Dir: Garth Jennings
Star: Martin Freeman, Mos Def, Sam Rockwell, Zooey Deschanel
In the interests of full disclosure, I’ve been a fan since accidentally stumbling onto the show on Radio 4 in the late 1970’s. So I spent much of the movie quoting the dialogue along with the film – which was weird, this being the first time I’d seen it. But it also gives me different perspectives, because of the multiple version of the characters, first from the radio series, then the book, the record album and the TV show. [I never got far in the computer game, and didn’t bother with the stage show, comic book or towel]
And on the whole, I’m happy. It is, of course, significantly different, especially a second half that diverges severely from previous versions. Many of the best lines are, sadly, gone: “Oh yes, they were ‘on display’ – in the bottom of a locked filing cabinet stuck in a disused lavatory with a sign on the door saying ‘Beware of the leopard.'” And an entire subplot involving Zaphod Beeblebrox’s political rival, just evaporates half-way through. But what’s left captures the spirit of absurd satire very nicely, and with the exception of Mos Def (too bland as extra-terrestrial hitchhiker Ford Prefect), the cast make it stand up. Freeman is great as bemused Earthman Arthur Dent, and a special nod to Alan Rickman as Marvin, the paranoid android – no-one could have done it better.

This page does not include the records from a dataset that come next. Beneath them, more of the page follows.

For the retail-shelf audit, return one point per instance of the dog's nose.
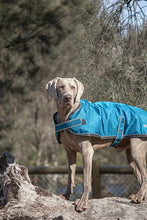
(67, 98)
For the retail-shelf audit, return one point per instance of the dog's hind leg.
(134, 166)
(138, 153)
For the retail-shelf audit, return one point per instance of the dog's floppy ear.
(51, 88)
(80, 89)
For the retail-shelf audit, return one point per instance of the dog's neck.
(63, 112)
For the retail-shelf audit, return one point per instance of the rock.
(20, 200)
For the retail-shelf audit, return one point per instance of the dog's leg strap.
(120, 131)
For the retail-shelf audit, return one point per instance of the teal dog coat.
(106, 120)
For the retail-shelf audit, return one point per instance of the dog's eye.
(61, 87)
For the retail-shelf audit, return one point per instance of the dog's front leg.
(87, 154)
(71, 155)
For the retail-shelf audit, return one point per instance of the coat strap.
(120, 131)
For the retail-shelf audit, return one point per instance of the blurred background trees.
(42, 39)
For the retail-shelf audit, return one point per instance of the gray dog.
(67, 93)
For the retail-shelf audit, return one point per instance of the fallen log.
(20, 200)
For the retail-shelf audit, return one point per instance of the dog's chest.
(69, 141)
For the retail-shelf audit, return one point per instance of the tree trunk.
(20, 200)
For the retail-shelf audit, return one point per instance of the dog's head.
(65, 91)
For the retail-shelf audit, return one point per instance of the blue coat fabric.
(106, 120)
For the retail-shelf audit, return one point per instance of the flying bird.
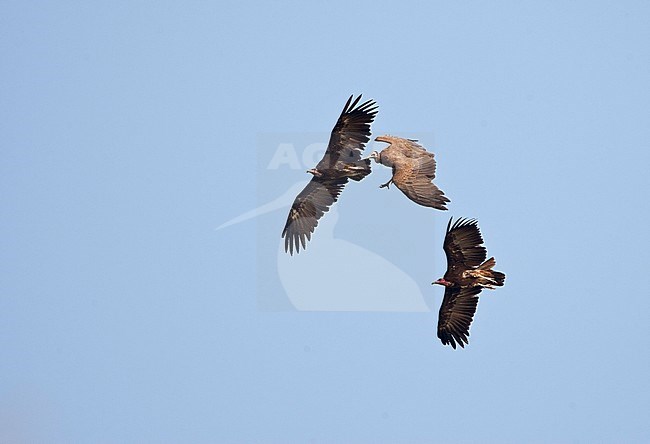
(342, 161)
(413, 170)
(467, 274)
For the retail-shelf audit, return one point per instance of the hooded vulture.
(342, 161)
(413, 170)
(467, 274)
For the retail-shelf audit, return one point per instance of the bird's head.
(442, 281)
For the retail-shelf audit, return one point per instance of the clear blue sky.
(130, 131)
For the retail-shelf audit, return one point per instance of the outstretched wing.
(308, 207)
(351, 133)
(456, 315)
(463, 244)
(413, 174)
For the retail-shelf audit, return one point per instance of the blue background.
(129, 130)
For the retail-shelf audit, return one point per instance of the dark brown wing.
(309, 206)
(463, 244)
(413, 175)
(351, 133)
(456, 315)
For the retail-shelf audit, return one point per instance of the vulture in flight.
(342, 161)
(467, 274)
(413, 170)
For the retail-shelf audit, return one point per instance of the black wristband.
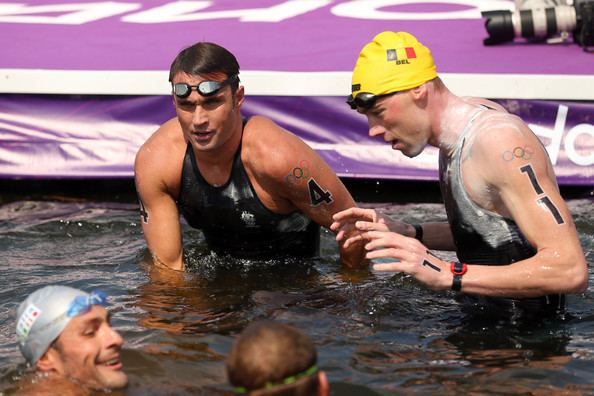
(418, 232)
(458, 269)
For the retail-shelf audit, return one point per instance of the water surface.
(376, 333)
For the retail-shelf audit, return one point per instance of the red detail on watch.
(458, 268)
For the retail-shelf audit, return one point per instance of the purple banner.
(278, 35)
(55, 136)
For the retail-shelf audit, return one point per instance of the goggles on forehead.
(364, 100)
(78, 306)
(205, 88)
(83, 304)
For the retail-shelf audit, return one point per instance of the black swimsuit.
(234, 220)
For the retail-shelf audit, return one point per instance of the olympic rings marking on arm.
(299, 173)
(524, 153)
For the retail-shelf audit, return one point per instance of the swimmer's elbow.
(576, 280)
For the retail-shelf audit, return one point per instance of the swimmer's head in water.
(392, 62)
(42, 317)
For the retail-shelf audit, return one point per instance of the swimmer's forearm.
(437, 236)
(177, 265)
(354, 255)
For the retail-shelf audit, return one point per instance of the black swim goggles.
(364, 100)
(204, 88)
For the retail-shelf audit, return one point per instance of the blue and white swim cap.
(42, 317)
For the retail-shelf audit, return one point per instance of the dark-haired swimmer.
(510, 228)
(253, 188)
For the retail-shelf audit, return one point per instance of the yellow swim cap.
(392, 62)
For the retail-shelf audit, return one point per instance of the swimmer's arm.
(322, 196)
(297, 174)
(158, 214)
(530, 195)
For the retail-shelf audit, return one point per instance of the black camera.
(542, 23)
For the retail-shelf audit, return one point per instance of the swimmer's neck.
(451, 115)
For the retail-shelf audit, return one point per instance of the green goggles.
(287, 381)
(205, 88)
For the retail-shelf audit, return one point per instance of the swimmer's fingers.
(365, 232)
(352, 238)
(344, 231)
(354, 214)
(369, 226)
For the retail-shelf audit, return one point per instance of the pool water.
(376, 333)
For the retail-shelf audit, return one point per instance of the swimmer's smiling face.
(88, 352)
(398, 120)
(208, 122)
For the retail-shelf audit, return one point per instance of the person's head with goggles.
(66, 332)
(271, 358)
(393, 62)
(204, 59)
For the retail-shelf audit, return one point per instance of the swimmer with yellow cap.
(392, 62)
(514, 236)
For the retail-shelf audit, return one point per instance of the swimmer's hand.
(349, 223)
(399, 253)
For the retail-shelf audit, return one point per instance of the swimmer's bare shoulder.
(484, 102)
(159, 160)
(268, 149)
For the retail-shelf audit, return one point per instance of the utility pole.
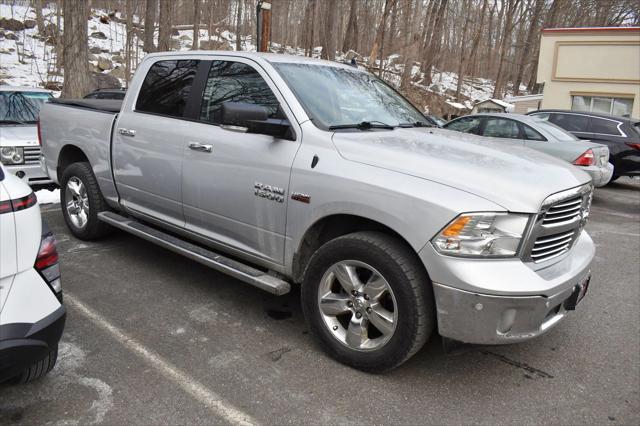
(263, 10)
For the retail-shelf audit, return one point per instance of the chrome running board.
(213, 260)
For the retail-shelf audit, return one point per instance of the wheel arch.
(69, 154)
(333, 226)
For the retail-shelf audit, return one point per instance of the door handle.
(196, 146)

The other element that works is the visual side: things like the Vogons (there’s a lot of more of these galactic bureaucrats here) or the planet-building workshop in Magrathea, can now be seen in a way that does them justice. Imagination is nice, but a very large screen is usually better. On the downside, they build a love triangle between Zaphod, Arthur and fellow survivor, Trillian (Deschanel) that seems at odds with occasional moments which border on the homo-erotic. Get rid of all that, give us an explanation about why towels are so important, and we’d be much happier.
I have absolutely no idea how it will seem if you are unfamiliar with Adams’ work. Normally, our control subject would be son, Robert; unfortunately, in an almost unparalleled series of events, he actually read the book before seeing the film – so was contaminated and no longer viable. But if the new material is a guide, it should be fine, given genuinely funny moments such as the opening song, a great line from Simon Jones (the original Arthur Dent, now the recorded guardian of Magrathea) and a sequence involving wool that is beautifully surreal. It could certainly have been much, much worse.